Il settore automobilistico francese, uno di quelli più importanti per brand tricolori e per Stellantis, è in forte sofferenza. Nei primi cinque mesi del 2025, sono stati immatricolati appena 820.764 veicoli leggeri, segnando un crollo del 28,12% rispetto allo stesso periodo del 2019, quindi della fase pre-pandemia. Una crisi strutturale che riflette un profondo cambiamento economico e normativo, con effetti evidenti sulla domanda e sull’accessibilità delle auto nuove. John Elkann e Luca De Meo, rispettivamente due figure di riferimento in Stellantis e Renault, non le mandano a dire sull’Unione europea.
Oggi, acquistare un’auto fresca di concessionario è diventato un lusso per molti cittadini: il 57% delle vendite si concentra su modelli economici come Renault Clio, Peugeot 208 e Dacia Sandero, mentre il segmento delle compatte urbane è praticamente scomparso, fatta eccezione per qualche variante elettrica.

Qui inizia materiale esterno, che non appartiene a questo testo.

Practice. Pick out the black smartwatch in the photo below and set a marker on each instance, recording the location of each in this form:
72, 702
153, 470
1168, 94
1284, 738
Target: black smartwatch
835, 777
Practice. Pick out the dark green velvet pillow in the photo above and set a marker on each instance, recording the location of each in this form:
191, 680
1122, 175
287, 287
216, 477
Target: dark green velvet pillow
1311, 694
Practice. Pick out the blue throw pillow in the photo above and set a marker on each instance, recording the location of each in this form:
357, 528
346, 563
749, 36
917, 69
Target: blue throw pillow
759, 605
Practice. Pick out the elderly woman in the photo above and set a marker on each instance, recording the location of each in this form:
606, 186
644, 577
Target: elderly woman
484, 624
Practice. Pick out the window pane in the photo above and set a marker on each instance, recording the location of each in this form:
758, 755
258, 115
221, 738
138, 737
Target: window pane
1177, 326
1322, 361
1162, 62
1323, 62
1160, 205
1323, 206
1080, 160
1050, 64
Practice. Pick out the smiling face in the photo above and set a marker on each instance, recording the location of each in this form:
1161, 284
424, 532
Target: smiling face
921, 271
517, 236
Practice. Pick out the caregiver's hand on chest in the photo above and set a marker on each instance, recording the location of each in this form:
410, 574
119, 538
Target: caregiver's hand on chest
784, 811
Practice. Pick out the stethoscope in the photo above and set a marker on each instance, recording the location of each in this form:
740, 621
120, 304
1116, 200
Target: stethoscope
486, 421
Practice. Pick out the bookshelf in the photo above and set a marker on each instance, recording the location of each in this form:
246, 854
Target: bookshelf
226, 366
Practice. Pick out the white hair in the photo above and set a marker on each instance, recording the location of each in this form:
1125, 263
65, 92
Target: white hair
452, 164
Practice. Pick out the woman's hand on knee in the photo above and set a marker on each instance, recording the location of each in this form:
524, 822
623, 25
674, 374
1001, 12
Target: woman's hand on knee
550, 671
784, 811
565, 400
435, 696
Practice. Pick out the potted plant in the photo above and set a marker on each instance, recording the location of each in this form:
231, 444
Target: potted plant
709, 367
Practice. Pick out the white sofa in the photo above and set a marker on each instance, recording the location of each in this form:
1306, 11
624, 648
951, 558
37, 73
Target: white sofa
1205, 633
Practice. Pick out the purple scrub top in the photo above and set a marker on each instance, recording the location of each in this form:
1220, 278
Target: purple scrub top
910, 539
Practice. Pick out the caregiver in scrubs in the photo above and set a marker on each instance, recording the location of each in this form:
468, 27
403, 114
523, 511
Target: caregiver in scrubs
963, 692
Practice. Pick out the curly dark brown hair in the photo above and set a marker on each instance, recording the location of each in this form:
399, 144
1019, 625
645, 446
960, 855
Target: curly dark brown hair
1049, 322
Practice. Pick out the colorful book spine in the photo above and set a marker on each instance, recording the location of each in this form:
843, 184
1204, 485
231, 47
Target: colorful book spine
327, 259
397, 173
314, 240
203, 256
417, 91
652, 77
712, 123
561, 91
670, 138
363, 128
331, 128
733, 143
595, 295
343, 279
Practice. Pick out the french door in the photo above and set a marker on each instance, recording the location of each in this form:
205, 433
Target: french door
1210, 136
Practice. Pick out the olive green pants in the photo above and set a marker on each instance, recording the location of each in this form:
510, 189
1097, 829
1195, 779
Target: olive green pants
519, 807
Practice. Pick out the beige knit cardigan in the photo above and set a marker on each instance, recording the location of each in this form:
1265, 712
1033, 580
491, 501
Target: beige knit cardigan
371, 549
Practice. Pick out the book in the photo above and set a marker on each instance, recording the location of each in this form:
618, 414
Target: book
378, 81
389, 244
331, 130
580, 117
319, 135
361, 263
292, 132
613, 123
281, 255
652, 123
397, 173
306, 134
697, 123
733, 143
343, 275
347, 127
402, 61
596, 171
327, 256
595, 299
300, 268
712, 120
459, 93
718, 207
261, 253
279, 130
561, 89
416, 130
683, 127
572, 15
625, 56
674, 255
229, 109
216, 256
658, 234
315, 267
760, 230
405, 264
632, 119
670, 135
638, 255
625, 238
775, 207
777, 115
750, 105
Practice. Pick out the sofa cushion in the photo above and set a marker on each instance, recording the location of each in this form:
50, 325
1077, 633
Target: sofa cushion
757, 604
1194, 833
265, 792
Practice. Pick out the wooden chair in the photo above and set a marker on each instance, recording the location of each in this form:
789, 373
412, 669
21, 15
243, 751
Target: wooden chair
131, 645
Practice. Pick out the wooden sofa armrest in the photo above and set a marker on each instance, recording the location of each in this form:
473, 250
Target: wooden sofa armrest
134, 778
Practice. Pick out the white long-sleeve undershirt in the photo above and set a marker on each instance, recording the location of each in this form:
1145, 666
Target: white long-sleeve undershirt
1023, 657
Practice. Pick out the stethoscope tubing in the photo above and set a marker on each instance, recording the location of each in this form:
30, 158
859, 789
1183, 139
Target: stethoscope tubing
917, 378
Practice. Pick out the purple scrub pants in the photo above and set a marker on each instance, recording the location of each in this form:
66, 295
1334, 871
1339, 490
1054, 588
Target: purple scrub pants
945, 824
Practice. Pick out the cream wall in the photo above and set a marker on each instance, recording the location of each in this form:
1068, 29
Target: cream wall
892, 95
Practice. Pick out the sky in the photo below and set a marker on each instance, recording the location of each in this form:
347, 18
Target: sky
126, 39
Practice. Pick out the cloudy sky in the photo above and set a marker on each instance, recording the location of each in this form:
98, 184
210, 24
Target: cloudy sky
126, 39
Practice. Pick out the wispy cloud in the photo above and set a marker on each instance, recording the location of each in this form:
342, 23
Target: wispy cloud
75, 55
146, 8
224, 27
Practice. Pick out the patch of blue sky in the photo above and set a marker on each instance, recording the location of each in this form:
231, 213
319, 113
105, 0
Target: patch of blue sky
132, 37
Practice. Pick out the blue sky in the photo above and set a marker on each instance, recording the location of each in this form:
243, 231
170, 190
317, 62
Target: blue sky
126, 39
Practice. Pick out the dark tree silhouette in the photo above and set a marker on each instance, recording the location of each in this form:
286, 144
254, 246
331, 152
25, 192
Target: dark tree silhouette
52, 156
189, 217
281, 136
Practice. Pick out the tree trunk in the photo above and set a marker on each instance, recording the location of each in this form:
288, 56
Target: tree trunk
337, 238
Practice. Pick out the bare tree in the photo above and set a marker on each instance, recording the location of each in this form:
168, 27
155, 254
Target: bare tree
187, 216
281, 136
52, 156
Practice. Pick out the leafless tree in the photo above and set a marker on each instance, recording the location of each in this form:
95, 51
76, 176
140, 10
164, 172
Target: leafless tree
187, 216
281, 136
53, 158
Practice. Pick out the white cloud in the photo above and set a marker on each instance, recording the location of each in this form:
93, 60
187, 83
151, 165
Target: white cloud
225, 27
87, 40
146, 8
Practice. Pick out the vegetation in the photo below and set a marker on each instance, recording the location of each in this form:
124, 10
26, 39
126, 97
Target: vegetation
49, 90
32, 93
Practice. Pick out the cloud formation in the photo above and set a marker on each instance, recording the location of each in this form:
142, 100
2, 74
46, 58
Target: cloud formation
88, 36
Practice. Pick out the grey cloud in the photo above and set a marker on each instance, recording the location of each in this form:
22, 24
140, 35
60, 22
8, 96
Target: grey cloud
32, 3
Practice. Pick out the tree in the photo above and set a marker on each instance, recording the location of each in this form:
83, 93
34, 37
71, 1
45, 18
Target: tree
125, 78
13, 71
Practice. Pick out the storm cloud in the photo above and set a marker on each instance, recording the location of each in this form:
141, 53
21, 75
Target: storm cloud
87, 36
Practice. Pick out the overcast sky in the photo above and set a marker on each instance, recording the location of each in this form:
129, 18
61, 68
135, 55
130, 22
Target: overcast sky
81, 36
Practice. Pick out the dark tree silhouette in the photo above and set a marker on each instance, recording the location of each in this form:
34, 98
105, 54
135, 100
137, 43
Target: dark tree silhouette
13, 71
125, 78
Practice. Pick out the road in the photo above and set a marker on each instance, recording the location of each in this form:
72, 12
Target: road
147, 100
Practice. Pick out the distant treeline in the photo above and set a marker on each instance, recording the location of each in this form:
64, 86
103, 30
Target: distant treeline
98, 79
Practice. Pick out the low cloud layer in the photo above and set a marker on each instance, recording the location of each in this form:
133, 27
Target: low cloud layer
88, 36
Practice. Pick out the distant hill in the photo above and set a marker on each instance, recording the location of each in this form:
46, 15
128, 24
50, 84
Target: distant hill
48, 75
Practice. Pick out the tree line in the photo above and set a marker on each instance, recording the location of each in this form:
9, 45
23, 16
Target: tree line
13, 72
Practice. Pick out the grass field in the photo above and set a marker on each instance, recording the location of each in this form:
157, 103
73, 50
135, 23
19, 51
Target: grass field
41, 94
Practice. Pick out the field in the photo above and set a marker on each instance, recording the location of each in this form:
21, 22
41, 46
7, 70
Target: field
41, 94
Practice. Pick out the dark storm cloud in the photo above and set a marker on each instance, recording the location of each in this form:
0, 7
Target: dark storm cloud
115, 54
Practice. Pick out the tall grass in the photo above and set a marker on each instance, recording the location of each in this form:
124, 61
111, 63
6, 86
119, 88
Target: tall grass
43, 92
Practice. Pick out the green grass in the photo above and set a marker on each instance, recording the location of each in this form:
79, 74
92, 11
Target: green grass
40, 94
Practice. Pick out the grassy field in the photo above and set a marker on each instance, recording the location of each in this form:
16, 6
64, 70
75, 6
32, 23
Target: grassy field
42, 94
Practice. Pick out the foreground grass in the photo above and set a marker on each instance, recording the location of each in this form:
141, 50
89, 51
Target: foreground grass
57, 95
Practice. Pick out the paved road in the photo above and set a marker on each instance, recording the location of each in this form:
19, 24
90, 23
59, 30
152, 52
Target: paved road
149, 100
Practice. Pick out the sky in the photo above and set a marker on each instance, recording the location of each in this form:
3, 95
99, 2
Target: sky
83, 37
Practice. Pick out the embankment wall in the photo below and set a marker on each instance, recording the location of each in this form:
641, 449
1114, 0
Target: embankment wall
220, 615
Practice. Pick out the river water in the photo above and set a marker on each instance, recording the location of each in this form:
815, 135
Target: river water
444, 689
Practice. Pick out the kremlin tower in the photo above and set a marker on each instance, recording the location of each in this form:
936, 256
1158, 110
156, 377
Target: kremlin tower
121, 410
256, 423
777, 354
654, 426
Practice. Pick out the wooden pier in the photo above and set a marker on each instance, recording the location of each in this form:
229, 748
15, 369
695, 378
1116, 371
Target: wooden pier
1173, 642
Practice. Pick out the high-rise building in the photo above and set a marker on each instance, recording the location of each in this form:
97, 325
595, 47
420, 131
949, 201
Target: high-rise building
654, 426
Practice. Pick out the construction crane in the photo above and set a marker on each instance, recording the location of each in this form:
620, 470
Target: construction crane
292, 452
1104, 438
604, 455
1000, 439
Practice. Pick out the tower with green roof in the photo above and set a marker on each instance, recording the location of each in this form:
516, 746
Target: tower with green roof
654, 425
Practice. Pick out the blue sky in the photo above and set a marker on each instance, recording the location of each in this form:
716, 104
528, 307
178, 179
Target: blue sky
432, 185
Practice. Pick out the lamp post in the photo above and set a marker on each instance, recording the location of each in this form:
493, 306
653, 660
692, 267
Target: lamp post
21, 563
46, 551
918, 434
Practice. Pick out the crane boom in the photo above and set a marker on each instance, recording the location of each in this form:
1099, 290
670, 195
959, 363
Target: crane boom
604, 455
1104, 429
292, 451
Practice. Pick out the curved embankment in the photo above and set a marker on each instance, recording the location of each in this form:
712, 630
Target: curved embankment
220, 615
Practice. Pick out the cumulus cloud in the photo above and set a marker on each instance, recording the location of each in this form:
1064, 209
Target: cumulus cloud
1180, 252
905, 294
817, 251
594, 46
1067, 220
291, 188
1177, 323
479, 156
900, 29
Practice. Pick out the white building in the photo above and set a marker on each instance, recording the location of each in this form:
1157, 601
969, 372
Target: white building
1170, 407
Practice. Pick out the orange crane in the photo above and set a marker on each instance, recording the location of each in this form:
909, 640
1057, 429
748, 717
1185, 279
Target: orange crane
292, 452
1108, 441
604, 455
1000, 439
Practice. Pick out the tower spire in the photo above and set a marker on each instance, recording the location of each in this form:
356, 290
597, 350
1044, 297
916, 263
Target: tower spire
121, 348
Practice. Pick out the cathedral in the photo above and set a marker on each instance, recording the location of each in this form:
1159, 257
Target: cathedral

Ma di chi è la colpa? Delle politiche europee? Dei produttori? O dei consumatori?
Secondo De Meo ed Elkann, come affermato recentemente, le principali responsabilità ricadono sulle normative ambientali e di sicurezza sempre più stringenti. Renault, ad esempio, prevede che i costi di produzione della Clio sono già saliti del 40% nel raffronto tra il 2015 e il 2030, ma per il 92,5% a causa di regolamenti come Euro 6/7, standard CAFE, nuove imposte sul carbonio e il possibile divieto delle sostanze PFAS. La dinamica del brand francese può essere affiancata a quella di altri brand interni a Stellantis, specie quelli incentrati sul mercato europeo, da Citroen e Peugeot, da Opel a Fiat.
Uno studio dell’Institut Mobilités en Transition attribuisce solo un quarto dell’incremento medio del 24% dei prezzi a fattori esterni, indicando come elemento determinante la strategia industriale orientata verso modelli premium e margini più elevati.
Questo spostamento verso la fascia alta del mercato rende i modelli popolari sempre meno sostenibili per le aziende, ma rischia di escludere fasce sempre più ampie di consumatori, riducendo drasticamente l’accessibilità alla mobilità privata. Una deriva che non solo minaccia la coesione sociale, ma mina anche la stabilità dell’intero ecosistema automotive europeo. Hanno quindi ragione Elkann e De Meo? Nì. Cambiare strategia industriale è (soprattutto) una scelta di vertice aziendale e meno istituzionale.